Pendant longtemps, je n'ai pas compris son métier. Je me souviens être tombée sur son carnet violet tamponné d'une phrase en anglais : « I'm a strong woman ». A l'intérieur, une liste de prénoms, tous masculins, écrits en vert ou en rouge. Le même code couleur que la maitresse utilisait pour noter mes devoirs. Plus tard seulement, elle m'a expliqué que le vert était pour les bons clients qui payent après chaque prestation. Le rouge, pour les violents.
J'ai d'abord trouvé que le sexe c'était drôle. J'aimais glisser mon doigt dans la première de couverture du guide du zizi sexuel de Titeuf pour former une « bite ». J'aimais les dessins des pages « tutos préservatifs ». C'étaient des schémas colorés de bouts de plastique multicolore vissés sur des pénis en érections. Le sexe c'était le jeu des adultes, et maman était une grande enfant qui n'avait jamais cessé de s'amuser.
Mais en classe, je voulais qu'on prenne au sérieux le travail de ma mère. J'ai commencé le premier exposé de ma vie en affirmant : « Les métiers du sexe sont vieux comme le monde. » Les gamins ont pouffé, mais la maitresse n'a pas bronché. Fière, j'ai fait défiler des photographies de la maison close de Pompéi : « Ces fresques sont issues du catalogue des prestations du bordel ». Ma conclusion : « Même il y a deux mille ans, on se prostituait ». J'ai eu 20. Maman était très fière.
J'ai appris l'histoire du sexe grâce à Michel Foucault. J'ai détesté lire qu'il puisse être cantonné à un devoir matrimonial. Dans un lieu précis : la chambre conjugale. A une date précise : après le mariage. Le sexe ne doit être régi par aucune norme, sinon celle du désir. J'aime le sexe caché mais pas bridé. J'aime qu'on ne parle de lui qu'en secret mais sans pudeur. J'aime que les paroles indécentes soient chuchotées.
« Ma petite pute » avec une claque, ça, c'est le sexe qu'aime maman avec ses clients. Bruyant. Cinglant. Je le préfère doux et poétique. Celui des amants qui font Le mur de Maupassant. Lorsque je me caresse, ses vers me reviennent en boucle, « Elle eut un pli léger de sa lèvre coquette Et me laissa venir comme un chasseur qui guette. »
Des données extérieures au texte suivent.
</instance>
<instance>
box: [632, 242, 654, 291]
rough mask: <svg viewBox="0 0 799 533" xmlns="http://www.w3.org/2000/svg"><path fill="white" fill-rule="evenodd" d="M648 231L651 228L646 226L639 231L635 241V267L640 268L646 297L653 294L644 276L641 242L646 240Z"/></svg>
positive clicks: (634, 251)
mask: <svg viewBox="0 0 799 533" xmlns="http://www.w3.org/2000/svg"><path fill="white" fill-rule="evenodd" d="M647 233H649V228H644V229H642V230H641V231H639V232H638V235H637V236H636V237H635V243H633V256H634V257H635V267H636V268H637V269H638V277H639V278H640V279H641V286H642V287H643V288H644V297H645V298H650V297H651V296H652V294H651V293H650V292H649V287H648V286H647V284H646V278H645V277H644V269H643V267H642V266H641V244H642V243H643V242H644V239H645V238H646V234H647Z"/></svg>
J'ai passé des nuits à jouir de « Mr », le bouquin d'Emma Becker. Sept, parfois huit hommes, elle s'est écœurée à coup de pipes et de branlettes dans un bordel à Berlin. La journaliste est devenue une puissance érotique. J'ai appris que c'est parfois avec les moches qu'on prend son pied. En retrouvant sa vie d'avant, elle s'est sentie vivre. Sa tête a arrêté de penser, son corps s'est mis à s'exprimer.
Maman aurait préféré être vétérinaire, elle adore les animaux. La prostitution c'était pour se payer son héroïne. Ses parents n'ont rien dit, les camées prostituées ça ne fait pas sensation aux Mureaux où elle a grandi. Les premières fois, elle a beaucoup vomi avant que ça ne devienne une routine. Je sais qu'elle se sent encore comme une tapine premier prix alors qu'elle a l'air d'une bourgeoise. Avec son teint de porcelaine et ses boucles brunes, elle me fait penser à l'Olympia de Manet.
J'étais allongée sur le rocking chair qu'on avait installé sur le balcon de l'appartement. Le soleil me chatouillait la joue. Le livre de John Cleland « Fanny Hill : la fille de joie » était posé, debout, sur mon ventre. Les pages dessinaient une ombre sur mon tee-shirt. Maman s'est avancée, la noirceur de ses yeux ne présageait rien de bon. Elle a articulé calmement : « Tu es une obsédée sexuelle » Je suis restée muette face à la violence de cette affirmation. « Avec combien de mecs tu l'as fait ? » Je n'avais pas la réponse. Alors, elle a craché beaucoup de mots. Elle avait vu les boites glissées sous mon bureau, pas vraiment cachées. Dedans, des dizaines de romans qui ont formé ma culture sexuelle. Des centaines de magazines de femmes nues, certaines, boudeuses, les doigts dans les lèvres. D'autres, sérieuses, en levrette. Magnifique.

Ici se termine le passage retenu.